Sharp increases in asset prices and debt accumulation may pose a risk to economic stability. With a view to mitigating this risk, it will be appropriate in some situations to apply a somewhat longer-than-normal time horizon than two years to attain the inflation target. However, at present debt accumulation is high only in the household sector. There is little borrowing activity in the enterprise sector. House prices are rising, but non-residential property prices are stable. Prices for office premises are, however, stable.

The analyses in the inflation reports indicate that inflation will remain low this year, picking up thereafter. The krone depreciation since January 2003 is expected to push up prices for imported consumer goods. Overall, mainland GDP growth is projected to pick up markedly this year and remain relatively high in 2005 and 2006. GDP growth is projected to reach 3¼ per cent in 2004 and 2005, followed by a slight decline to 2¾ per cent in 2006. With this path for total output, the output gap, as measured here, will shift to slightly positive in 2005 and 2006 from slightly negative this year.

Projections are based on the technical assumption that the interest rate will move in line with forward rates. The assumption implies that the interest rate will be somewhat lower in the near term, but that it will rise gradually from the summer, largely in parallel with the increase in interest rates among our trading partners. The krone is assumed to follow the path of the forward exchange rate, which indicates expectations of a fairly stable exchange rate in the period ahead. A path that is in line with the projections in the previous Inflation Report (IR 1/04) provides a reasonable balance between the prospects for reaching the inflation target and stable developments in the real economy.

The aim of monetary policy is higher inflation.
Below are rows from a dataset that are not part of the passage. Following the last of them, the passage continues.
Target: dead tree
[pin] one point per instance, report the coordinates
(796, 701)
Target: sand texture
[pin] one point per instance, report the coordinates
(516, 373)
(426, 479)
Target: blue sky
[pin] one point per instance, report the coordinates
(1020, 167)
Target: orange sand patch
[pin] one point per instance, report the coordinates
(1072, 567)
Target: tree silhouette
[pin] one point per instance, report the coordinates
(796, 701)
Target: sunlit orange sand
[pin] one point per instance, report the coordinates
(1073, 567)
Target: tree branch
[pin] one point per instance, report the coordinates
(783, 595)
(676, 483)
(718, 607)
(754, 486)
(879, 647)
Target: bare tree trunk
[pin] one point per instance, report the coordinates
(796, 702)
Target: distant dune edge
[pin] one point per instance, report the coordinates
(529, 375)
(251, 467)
It is appropriate to be particularly vigilant with regard to developments in consumer prices, but consumer prices may show random variations from one month to the next. Later this year, we will receive confirmation of whether consumer prices are rising in line with our projections. When inflation increases from a very low level, this will provide a basis for gradually moving towards a more normal short-term interest rate level in Norway. This may counter excessive credit growth and excessive pressures on domestic resources in the medium term. Interest rate developments in other countries may also have a considerable impact on the krone and hence on Norwegian interest rates.

At its meeting on the 11 March, the Executive Board decided to reduce the interest rate by 0.25 percentage point. In reaching its decision, the Executive Board had weighed the objective of bringing inflation back to target and stabilising inflation expectations against the risk that output growth may eventually become too strong. Furthermore, according to the Executive Board's assessment, with a sight deposit rate of 1.75 per cent at present, the probability that inflation two years ahead will be lower than 2½ per cent is greater than the probability that it will be higher.